# Accounts Receivable Turnover Ratio

## 02 Mar Accounts Receivable Turnover Ratio

The accounts receivable turnover is designed to evaluate how well companies utilize their assets to bring in more income. In plain English, it is designed to calculate how many times the company can collect its average accounts receivable during the period of the year.

When a company collects its average receivables in the year, it is called a turn. With this in mind, if the company collects double the account receivables in one year, then it has turned its account receivable two times. This equation is composed to show the productivity of the company in regards to collecting the outstanding credits from its clients.

The account receivable collection period can vary from one company to another; however, the average account receivable collection period is determined by calculating the turnover ratio.

Before knowing exactly how many times a company collects receivables, you will have to calculate the turnover ratio first. To calculate the accounts receivable turnover ratio, you will need two numbers: the net credit sales, and the average accounts receivable.

Account Receivable Turnover Ratio Equation

The account receivable turnover ratio is calculated by dividing the Net Credit Sales by the Average Accounts Receivable.

The net credit sales is the gross sales on the company’s credit, minus the sales returns, allowances, and any sales discounts that relates to the sales on the credit.

Net Credit Sales = Sales on Credit – Sales Returns – Sales Allowances

The Average Accounts Receivable can be calculated by adding the first account receivable in the year and the ending receivable, and then dividing them by two.

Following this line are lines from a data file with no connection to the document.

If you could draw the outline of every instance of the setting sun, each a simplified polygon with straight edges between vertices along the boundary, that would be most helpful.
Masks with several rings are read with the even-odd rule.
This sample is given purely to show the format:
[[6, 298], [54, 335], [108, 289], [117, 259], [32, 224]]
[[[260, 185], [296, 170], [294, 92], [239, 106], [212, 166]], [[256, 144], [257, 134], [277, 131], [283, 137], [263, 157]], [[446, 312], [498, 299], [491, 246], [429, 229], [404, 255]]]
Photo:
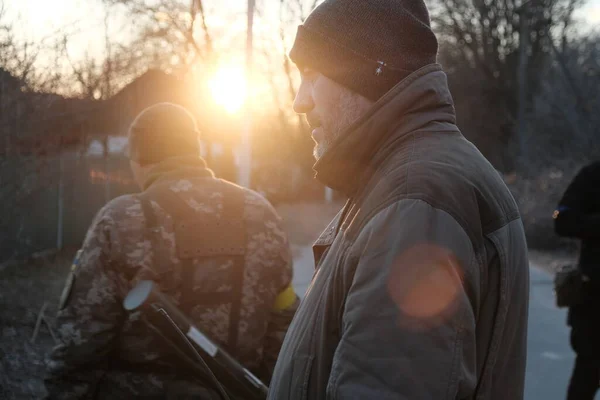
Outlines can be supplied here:
[[246, 76], [242, 67], [228, 65], [220, 67], [208, 82], [215, 102], [234, 114], [246, 101]]

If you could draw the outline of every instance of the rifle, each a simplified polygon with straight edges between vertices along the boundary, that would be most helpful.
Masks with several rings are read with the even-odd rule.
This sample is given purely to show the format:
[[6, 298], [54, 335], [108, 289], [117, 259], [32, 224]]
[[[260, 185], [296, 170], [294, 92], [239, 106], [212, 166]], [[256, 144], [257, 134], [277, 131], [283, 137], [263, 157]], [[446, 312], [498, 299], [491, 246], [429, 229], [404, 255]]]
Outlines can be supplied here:
[[150, 327], [198, 378], [212, 383], [223, 400], [267, 398], [268, 387], [196, 328], [153, 281], [138, 283], [123, 301], [123, 307], [128, 311], [140, 309]]

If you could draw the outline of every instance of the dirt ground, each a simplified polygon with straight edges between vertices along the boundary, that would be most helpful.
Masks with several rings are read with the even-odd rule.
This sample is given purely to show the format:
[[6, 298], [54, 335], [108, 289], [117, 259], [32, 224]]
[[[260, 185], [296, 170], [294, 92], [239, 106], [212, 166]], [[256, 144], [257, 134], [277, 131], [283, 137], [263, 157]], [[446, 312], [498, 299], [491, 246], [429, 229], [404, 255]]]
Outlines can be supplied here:
[[[310, 245], [341, 208], [315, 204], [278, 207], [289, 234], [292, 249]], [[0, 266], [0, 400], [39, 399], [44, 394], [44, 356], [54, 340], [44, 324], [35, 342], [32, 335], [39, 311], [52, 324], [56, 304], [75, 249], [46, 254], [26, 263]], [[532, 262], [548, 271], [573, 262], [570, 254], [532, 251]]]
[[44, 395], [44, 355], [53, 346], [42, 324], [32, 335], [42, 305], [52, 323], [75, 250], [0, 267], [0, 399], [29, 400]]

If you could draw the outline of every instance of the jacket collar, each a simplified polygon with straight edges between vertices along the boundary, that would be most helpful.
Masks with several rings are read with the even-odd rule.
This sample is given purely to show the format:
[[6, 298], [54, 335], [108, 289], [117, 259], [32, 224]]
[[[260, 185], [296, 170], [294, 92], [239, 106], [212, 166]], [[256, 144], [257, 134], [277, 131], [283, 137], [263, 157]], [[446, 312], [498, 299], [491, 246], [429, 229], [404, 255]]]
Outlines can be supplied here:
[[457, 130], [454, 102], [439, 64], [409, 75], [340, 135], [315, 164], [316, 178], [351, 197], [403, 138], [422, 129]]

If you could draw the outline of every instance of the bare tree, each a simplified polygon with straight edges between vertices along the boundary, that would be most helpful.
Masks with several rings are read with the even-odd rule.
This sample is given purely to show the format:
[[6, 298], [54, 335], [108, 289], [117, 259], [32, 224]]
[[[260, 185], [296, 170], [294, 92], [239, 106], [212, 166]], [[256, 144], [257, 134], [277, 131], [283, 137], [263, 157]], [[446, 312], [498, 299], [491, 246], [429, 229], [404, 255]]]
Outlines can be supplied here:
[[138, 58], [165, 71], [187, 72], [213, 55], [203, 0], [104, 0], [135, 21], [138, 37], [128, 45]]
[[541, 90], [542, 76], [551, 64], [553, 36], [567, 40], [572, 14], [580, 4], [580, 0], [432, 1], [440, 58], [457, 95], [461, 124], [501, 169], [515, 166], [514, 155], [531, 131], [519, 122], [529, 118], [532, 99]]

Average Accounts Receivable = beginning receivable + ending receivable / 2

Turnover Ratio = Net Credit Sales / Average Accounts Receivable

To further breakdown the account receivable turnover ratio, the company measures its consistency in collecting its accounts receivable by calculating the turnover ratio, which means the higher the ratio is, the more the collection is. If a company has a turnover ratio of four, it means it collects its account receivables four times per year, which is every three months. Another company could have a turnover ratio of three, which means it collects its accounts receivable once every four months. The more the company collects, the more it’s getting paid back from its clients.

A big part of a company’s success can be measured by how frequent they are collecting their credits, as these collections can be used for various business expenses to progress the company further.

To paint the picture even further, here is an illustration of a real life situation:

A small business owner that sells automotive parts compared his balance sheets’ accounts receivable from the prior year with the current year. The previous year, the business’ balance sheet showed \$6,000. The balance sheet for the current year showed \$12,000. The business gave gross credit sales of \$60,000, but only received \$30,000 in credit returns.

To calculate the turnover ratio for this small automotive parts business, we need to calculate the net credit sales and the average accounts receivable.

To calculate the Net Credit Sales, we need to subtract the credit returns from the gross credit sales.

Net Credit Sales:

\$60,000 – \$30,000 = \$30,000

To calculate the Average Accounts Receivable, we need to average the accounts receivable from both the prior year and the current year.

Average Accounts Receivable:

(\$6,000 + \$12,000) / 2 = \$9,000

Lastly, to calculate the Accounts Receivable Turnover Ratio, we have to divide the Net Credit Sales by the Average Accounts Receivable.

Accounts Receivable Turnover Ratio:

\$30,000 / \$9,000 = 3.33

This little turnover ratio number can say a lot about this small automotive parts business. The 3.33 means for each time this business gives credit to customers, it can collect it 110 days later. Which also means it collects its receivables approximately three times each year.